Sunderland weathers dramatic waves as people and businesses stay safe from tidal surge
Hundreds of people turned out this afternoon as Sunderland's seafront was pounded by spectacular waves.
A massive high tide saw heavy flooding along the promenade from Roker to Seaburn and sent spray shooting metres into the air.
Police and Coastguard officers were on hand and long stretches of the seafront were sealed off for safety reasons.
The waves were the result of a tidal surge, aggravated by the bitter easterly wind
Emergency services and authorities were on stand by as the predicted strong winds combined with the high spring tide to send waves crashing over the promenade.
High Sheriff of Tyne and Wear John Mowbray was among the crowds.
"I have never in 60 years seen it like this - it is amazing," he said.
"It is the power of nature. To think that just yesterday, I was walking along the promenade and today you can't get anywhere near it.
"It is incredible."
SAFC 1973 FA Cup hero Micky Horswill was also out on the promenade at Seaburn.
"I have never seen it like this myself," he said.
"It's incredible, isn't it?
"It must have done a lot of damage."
Authorities had been preparing for flooding over the past few days, and people were warned to stay off the beach as the weather and tidal conditions made the area lethal.
Ed Tutty, chairman of Sunderland Seafront Traders'a Association, was delighted with the response from the public.
"It is spectacular - that is the only word to describe it," he said.
"The important thing is that people have listened to what the council has said about being sensible."

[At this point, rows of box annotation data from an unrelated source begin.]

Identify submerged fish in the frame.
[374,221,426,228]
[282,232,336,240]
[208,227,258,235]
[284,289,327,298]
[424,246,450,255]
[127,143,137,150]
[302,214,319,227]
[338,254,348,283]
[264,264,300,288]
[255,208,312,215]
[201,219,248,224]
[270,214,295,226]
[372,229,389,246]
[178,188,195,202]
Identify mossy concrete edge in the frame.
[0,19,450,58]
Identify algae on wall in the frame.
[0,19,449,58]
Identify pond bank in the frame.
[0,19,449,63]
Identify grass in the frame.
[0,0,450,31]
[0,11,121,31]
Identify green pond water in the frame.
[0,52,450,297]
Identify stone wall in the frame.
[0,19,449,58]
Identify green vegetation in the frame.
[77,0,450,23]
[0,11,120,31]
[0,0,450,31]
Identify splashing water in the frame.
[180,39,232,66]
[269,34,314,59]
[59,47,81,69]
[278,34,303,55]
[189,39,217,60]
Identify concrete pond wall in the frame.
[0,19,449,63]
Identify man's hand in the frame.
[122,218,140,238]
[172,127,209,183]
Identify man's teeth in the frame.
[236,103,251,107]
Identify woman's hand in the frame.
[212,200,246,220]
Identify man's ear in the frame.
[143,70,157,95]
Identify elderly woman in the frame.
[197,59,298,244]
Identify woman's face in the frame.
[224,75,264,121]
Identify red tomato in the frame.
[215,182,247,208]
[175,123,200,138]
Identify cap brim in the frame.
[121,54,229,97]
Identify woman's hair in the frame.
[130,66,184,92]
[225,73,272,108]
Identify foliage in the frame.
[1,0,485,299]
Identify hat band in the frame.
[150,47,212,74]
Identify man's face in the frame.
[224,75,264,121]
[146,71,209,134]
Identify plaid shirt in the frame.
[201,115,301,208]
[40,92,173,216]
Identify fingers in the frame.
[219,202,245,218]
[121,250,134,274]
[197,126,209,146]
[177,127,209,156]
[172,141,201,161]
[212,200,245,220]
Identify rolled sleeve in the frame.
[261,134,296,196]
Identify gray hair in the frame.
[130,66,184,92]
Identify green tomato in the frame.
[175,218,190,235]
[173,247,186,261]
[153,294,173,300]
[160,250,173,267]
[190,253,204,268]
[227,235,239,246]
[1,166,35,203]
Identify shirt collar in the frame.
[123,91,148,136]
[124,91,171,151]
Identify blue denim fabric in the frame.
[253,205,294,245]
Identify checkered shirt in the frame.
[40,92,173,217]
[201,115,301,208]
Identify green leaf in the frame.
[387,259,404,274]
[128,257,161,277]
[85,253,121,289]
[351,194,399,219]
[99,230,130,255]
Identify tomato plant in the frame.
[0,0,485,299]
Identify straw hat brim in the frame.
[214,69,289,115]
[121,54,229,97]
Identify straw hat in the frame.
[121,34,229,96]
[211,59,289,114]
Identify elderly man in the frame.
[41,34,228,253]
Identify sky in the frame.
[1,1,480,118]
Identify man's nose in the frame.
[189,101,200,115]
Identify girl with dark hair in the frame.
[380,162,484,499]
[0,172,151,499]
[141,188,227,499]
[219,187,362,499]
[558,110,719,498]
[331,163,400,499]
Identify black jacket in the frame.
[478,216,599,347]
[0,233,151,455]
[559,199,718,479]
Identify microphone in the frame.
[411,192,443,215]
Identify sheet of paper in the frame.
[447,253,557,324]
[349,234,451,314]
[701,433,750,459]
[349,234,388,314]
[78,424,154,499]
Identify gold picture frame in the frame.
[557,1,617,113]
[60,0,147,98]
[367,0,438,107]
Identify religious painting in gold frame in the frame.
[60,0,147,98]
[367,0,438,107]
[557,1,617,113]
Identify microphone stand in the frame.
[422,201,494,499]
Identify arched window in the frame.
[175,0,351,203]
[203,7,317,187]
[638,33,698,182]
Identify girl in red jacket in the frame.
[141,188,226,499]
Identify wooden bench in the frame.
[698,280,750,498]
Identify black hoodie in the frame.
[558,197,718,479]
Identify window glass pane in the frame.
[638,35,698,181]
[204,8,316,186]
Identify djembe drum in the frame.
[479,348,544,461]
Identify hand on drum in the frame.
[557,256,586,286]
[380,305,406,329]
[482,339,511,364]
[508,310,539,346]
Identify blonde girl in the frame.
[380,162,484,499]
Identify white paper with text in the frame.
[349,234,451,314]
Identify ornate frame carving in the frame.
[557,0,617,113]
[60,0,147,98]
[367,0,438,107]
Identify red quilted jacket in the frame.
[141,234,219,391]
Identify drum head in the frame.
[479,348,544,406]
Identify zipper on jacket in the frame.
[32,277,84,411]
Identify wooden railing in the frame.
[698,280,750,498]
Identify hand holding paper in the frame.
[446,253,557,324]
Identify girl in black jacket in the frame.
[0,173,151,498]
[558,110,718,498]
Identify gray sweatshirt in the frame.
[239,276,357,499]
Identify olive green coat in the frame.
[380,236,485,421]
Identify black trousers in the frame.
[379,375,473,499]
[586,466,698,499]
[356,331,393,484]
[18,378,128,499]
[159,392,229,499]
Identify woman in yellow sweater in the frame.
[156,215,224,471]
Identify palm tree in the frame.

Businesses in the area had previously rehearsed plans and Sunderland City Council worked with the Environment Agency to monitor the situation and provide advice and support as needed.
Mr Tutty was pleased with the preparations which had been put in place.
"I have been to have a look at the promenade under the Fat Buddha - the council has been very good with supplying sandbags and hopefully they have served their purpose," he said.
More than 150,000 people from as far afield as Florida watched live coverage of the waves on the Echo's Facebook page.
Sunderland City Council's portfolio holder for city services Coun Michael Mordey said the images proved how right the authorities had been to warn people to be careful.
"This video footage shows why we’re asking people to heed the warnings from the Environment Agency and the Coastguard not to put themselves at risk by venturing onto the promenade when the weather is like this," he said.
"I know it looks really dramatic and I can understand why people want to see what’s going on but the last thing we want is someone putting their life at risk and endangering others in the process."